To say that the AIGAC conference exceeded my expectations is an understatement. I literally have used something I learned from the conference just about EVERY DAY since in my work with my clients and colleagues at Stratus Admissions Counseling. One of the biggest benefits is just having such a deeper understanding of the “culture” and “fit” at each program we visited. They were all amazing programs, but it was clear to me that each has a distinct “personality.” As consultants, we help our clients by sharing these insights and encouraging them to go beyond the surface in discovering these nuances for themselves. When we were at Haas and listening to students share their personal experiences in the Story Salon sessions, I could feel the closeness that students share with each other. Near the end of the session, I was about ready to spontaneously stand up and reveal all kinds of secrets because of the rawness and realness of the experiences the students shared with us. When we visited GSB, I felt more introspective as I reflected on what mattered most to me and how I could use my gifts to make the world a better place. Just being on campus and speaking with their admissions team made me want to be a better person. When we visited Wharton, I marveled at how thoroughly Frank DeVicchis and his team think through the admissions process. They control for interviewer bias and they have innovated in the recommendations process by creating new questions that ask interviewers to select positive traits in describing how a candidate will excel both in the classroom and the job search. In my reflection of this visit, I was fully impressed with Wharton and thought that THIS is a great place for people who like to analyze and then even analyze HOW they analyze! My impressions of UCLA were also extremely positive. Anderson gives off the vibe of a school for people who like to get things done; there were so many opportunities for experiential learning and being a part of LA’s vibrant entrepreneurial scene. It also seemed like a place where people had a great time as the culture of sunny Los Angeles permeates the campus environment.
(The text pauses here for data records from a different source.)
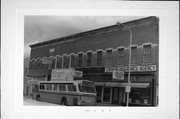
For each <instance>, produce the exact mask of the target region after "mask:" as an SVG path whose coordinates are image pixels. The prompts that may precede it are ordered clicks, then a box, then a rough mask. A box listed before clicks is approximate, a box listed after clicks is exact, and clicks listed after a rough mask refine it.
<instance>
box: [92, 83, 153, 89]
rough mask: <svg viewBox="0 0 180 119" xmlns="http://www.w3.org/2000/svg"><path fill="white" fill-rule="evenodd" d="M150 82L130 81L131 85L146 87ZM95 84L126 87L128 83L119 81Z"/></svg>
mask: <svg viewBox="0 0 180 119" xmlns="http://www.w3.org/2000/svg"><path fill="white" fill-rule="evenodd" d="M149 84H150V83H131V85H130V86H131V87H136V88H147V87H148V86H149ZM95 85H96V86H109V87H126V86H127V85H128V83H119V82H95Z"/></svg>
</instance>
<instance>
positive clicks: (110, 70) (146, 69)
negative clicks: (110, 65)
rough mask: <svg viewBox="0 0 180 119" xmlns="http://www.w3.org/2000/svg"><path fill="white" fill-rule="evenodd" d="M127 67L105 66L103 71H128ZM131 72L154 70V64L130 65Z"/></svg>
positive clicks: (155, 68)
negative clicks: (115, 66)
mask: <svg viewBox="0 0 180 119" xmlns="http://www.w3.org/2000/svg"><path fill="white" fill-rule="evenodd" d="M128 69H129V67H128V66H124V67H118V66H116V67H105V72H113V71H114V70H115V71H124V72H128ZM130 71H131V72H148V71H156V65H134V66H131V67H130Z"/></svg>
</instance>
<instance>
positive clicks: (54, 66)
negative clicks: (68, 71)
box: [51, 58, 55, 69]
mask: <svg viewBox="0 0 180 119" xmlns="http://www.w3.org/2000/svg"><path fill="white" fill-rule="evenodd" d="M54 68H55V58H51V69H54Z"/></svg>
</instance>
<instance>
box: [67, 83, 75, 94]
mask: <svg viewBox="0 0 180 119" xmlns="http://www.w3.org/2000/svg"><path fill="white" fill-rule="evenodd" d="M68 91H73V92H76V86H75V85H68Z"/></svg>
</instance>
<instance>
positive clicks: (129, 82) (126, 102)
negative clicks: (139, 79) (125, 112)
mask: <svg viewBox="0 0 180 119" xmlns="http://www.w3.org/2000/svg"><path fill="white" fill-rule="evenodd" d="M120 24H121V25H122V26H124V27H126V28H128V30H129V64H128V85H127V86H128V88H130V84H131V81H130V77H131V70H130V68H131V45H132V30H131V28H130V27H129V26H127V25H125V24H123V23H120ZM129 93H130V90H129V91H127V99H126V106H129Z"/></svg>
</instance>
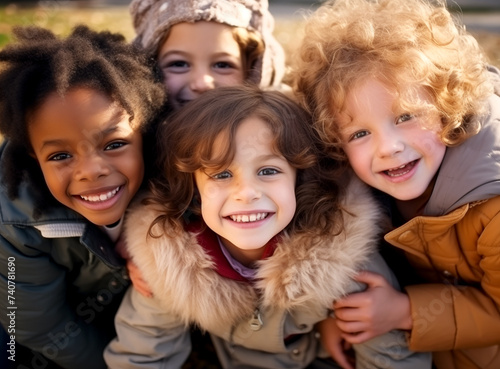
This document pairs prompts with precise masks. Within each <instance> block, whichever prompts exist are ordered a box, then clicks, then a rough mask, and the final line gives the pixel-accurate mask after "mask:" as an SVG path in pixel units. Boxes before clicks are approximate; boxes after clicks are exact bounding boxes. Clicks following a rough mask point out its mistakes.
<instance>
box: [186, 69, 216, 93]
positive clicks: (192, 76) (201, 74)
mask: <svg viewBox="0 0 500 369" xmlns="http://www.w3.org/2000/svg"><path fill="white" fill-rule="evenodd" d="M190 88H191V90H192V91H194V92H199V93H203V92H206V91H208V90H213V89H214V88H215V81H214V77H213V76H212V74H211V73H210V71H209V70H206V69H203V70H198V71H195V72H194V73H193V76H192V78H191V83H190Z"/></svg>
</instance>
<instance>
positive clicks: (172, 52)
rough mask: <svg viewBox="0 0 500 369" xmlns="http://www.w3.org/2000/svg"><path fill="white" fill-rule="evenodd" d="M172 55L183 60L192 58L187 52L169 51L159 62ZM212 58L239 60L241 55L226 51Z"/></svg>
mask: <svg viewBox="0 0 500 369" xmlns="http://www.w3.org/2000/svg"><path fill="white" fill-rule="evenodd" d="M172 54H177V55H179V56H180V57H183V58H189V57H192V54H191V53H189V52H185V51H182V50H170V51H167V52H166V53H165V54H163V55H161V56H160V60H159V61H160V62H161V61H163V59H166V58H167V57H169V56H171V55H172ZM210 56H211V57H212V58H213V57H215V58H220V57H231V58H238V57H239V55H235V54H231V53H228V52H225V51H220V52H216V53H214V54H211V55H210Z"/></svg>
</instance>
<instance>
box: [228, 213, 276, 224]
mask: <svg viewBox="0 0 500 369" xmlns="http://www.w3.org/2000/svg"><path fill="white" fill-rule="evenodd" d="M268 215H269V213H255V214H244V215H241V214H238V215H230V216H229V218H231V219H232V220H233V221H234V222H237V223H250V222H257V221H259V220H262V219H265V218H267V216H268Z"/></svg>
The other thing I really appreciated about the AIGAC conference is that after spending a week together with people who do what I do, I made some excellent professional and personal connections. I have already richly broadened my network of people to call when I have a hot topic to discuss and these new relationships have already borne much fruit. There is no hiding in the back of the class here; I had a meaningful conversation with just about all the consultants who attended AIGAC. There are also great opportunities to get involved and I have now joined the membership committee. If you are now reading this and wondering if there is value in joining AIGAC and attending the conference, I can say with a resounding YES that I am a better admissions consultant and my clients are getting better advice because of the things I learned and the people I met while attending the AIGAC Conference this past June. I am already looking forward to next year’s conference hosted by my alma mater, Kellogg!